DEPRESSION QUEST- DEPRESSING IN EVERY WAY
Depression Quest is a narrative game that attempts to give the player insight into the mind of someone living with depression. Unfortunately, if clinical depression is heavy cream, this game is skim milk.
You play as a twenty-something going through several months of life. You are presented with a block of text and sometimes have the ability to make choices at the bottom of it. You also have three stat blocks that tell you how depressed your character is and how (or if) you are progressing through psycho and chemo therapy. There is very little gameplay, even as far as interactive fictions are concerned. While the game does have many unique events and lines of dialogue, the choices that you make in-game do very little to leave an impact. Each string ends in you attending a family holiday meal where your overbearing mother asks how you’re doing. In the worst ending, you are severely depressed and choose to excuse yourself to the bathroom. You have broken up with your girlfriend, but you still have the support of your family and online friends. You still have a job. You still have your life. In the best ending, you are still depressed but maybe your girlfriend will move in eventually. Therapy isn’t that bad, and there is no mention of side effects from your antidepressants.
This game barely grazes the effects of depression. If its intention was to educate about the disease, it fails at even that. It is too easy to make the “right” choices. Go to therapy. Keep taking your meds. Tell your girlfriend. Talk to your friends. Don’t spend all day in bed. No matter what you do, there are no positive outcomes as if to day that there is no happiness at all. It is very unrelatable, and it seems like the writer of the game has never actually experienced depression. Rather, this was a game developed to capitalize on the media attention depression has been getting recently. It’s as if Zoe Quinn went to WebMD and read the symptoms of depression before deciding to make a game of it.

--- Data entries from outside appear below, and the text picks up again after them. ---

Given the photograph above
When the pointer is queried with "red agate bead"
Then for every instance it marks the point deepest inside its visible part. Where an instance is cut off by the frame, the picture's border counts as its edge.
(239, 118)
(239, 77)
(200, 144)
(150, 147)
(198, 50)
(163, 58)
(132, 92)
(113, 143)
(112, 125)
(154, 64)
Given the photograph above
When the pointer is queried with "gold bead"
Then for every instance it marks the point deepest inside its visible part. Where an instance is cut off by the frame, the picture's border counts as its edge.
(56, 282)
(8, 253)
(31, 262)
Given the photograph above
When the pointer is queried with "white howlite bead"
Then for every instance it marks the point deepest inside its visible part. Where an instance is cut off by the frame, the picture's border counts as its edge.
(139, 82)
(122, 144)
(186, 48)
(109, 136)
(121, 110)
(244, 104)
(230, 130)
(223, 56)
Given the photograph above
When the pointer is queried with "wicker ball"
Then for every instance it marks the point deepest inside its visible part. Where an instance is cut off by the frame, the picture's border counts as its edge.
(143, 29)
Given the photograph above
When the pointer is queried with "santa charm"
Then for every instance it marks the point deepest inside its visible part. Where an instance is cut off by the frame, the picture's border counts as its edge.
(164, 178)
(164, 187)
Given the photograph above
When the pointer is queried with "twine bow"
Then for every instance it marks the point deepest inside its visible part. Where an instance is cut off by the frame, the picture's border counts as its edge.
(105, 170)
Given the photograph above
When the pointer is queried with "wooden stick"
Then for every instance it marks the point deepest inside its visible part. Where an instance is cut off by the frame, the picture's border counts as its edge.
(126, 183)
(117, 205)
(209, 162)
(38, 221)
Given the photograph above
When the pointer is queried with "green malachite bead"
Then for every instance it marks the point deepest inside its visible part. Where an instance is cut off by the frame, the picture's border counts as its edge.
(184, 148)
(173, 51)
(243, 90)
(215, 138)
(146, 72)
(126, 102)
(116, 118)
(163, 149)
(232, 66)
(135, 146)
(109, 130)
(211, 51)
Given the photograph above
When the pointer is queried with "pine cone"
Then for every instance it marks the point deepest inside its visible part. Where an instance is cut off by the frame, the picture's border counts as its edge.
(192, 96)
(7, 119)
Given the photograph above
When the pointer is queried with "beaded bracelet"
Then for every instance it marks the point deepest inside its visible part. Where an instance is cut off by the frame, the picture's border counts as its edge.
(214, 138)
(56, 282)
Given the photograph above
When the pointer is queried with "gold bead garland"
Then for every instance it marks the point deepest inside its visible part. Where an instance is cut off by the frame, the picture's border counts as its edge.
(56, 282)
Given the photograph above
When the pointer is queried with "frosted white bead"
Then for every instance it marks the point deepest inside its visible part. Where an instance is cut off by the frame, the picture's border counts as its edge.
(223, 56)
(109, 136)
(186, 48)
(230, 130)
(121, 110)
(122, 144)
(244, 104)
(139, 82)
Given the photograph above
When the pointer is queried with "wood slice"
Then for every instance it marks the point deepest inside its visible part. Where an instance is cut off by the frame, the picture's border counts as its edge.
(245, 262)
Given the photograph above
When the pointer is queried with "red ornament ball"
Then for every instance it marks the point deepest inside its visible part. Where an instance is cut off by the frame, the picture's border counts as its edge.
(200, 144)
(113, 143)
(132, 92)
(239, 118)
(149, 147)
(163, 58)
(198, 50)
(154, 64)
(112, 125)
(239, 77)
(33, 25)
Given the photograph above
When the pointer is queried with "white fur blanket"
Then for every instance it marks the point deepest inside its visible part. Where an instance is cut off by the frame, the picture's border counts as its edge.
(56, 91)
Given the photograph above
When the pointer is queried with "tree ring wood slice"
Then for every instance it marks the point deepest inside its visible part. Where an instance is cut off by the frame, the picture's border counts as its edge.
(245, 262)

In terms of mechanics, the game did well. Even though you’re only progressing through hyperlinks and there is no back button, there weren’t glitches. However, I really disliked the music. Three minor chords on the piano does not a soundtrack make. Ideally, the music would have changed to reflect the character’s mood. Minimum, there should have been an option to turn it off. The visuals were lacking and when they were there, it was a series of three “artsy” polaroid style photos related to the theme. The advertised 40k words weren’t proofread well enough, as typos took me out of the experience. The text itself is not immersive or engaging. If it were written like a diary entry, that could be engaging. There is no semblance of a spirit in this writing, not even of the alogia that can occur in cases of chronic depression. The opportunities to explain the biological side of depression through the therapist character is not taken, leaving those without an understanding of it in the dark. Due to the lack of plot movement, this game is not replayable at all.
This game reads like a pedantic fanfiction rather than any serious attempt at writing, and leaves the player with many different experiences. For someone who is or was struggling with depression, this game can be downright offensive. For someone supporting a depressed friend or family member, this is hopeless. For someone completely untouched by depression, it’s boring and misleading.
Depression Quest is a fantastic way to misunderstand depression.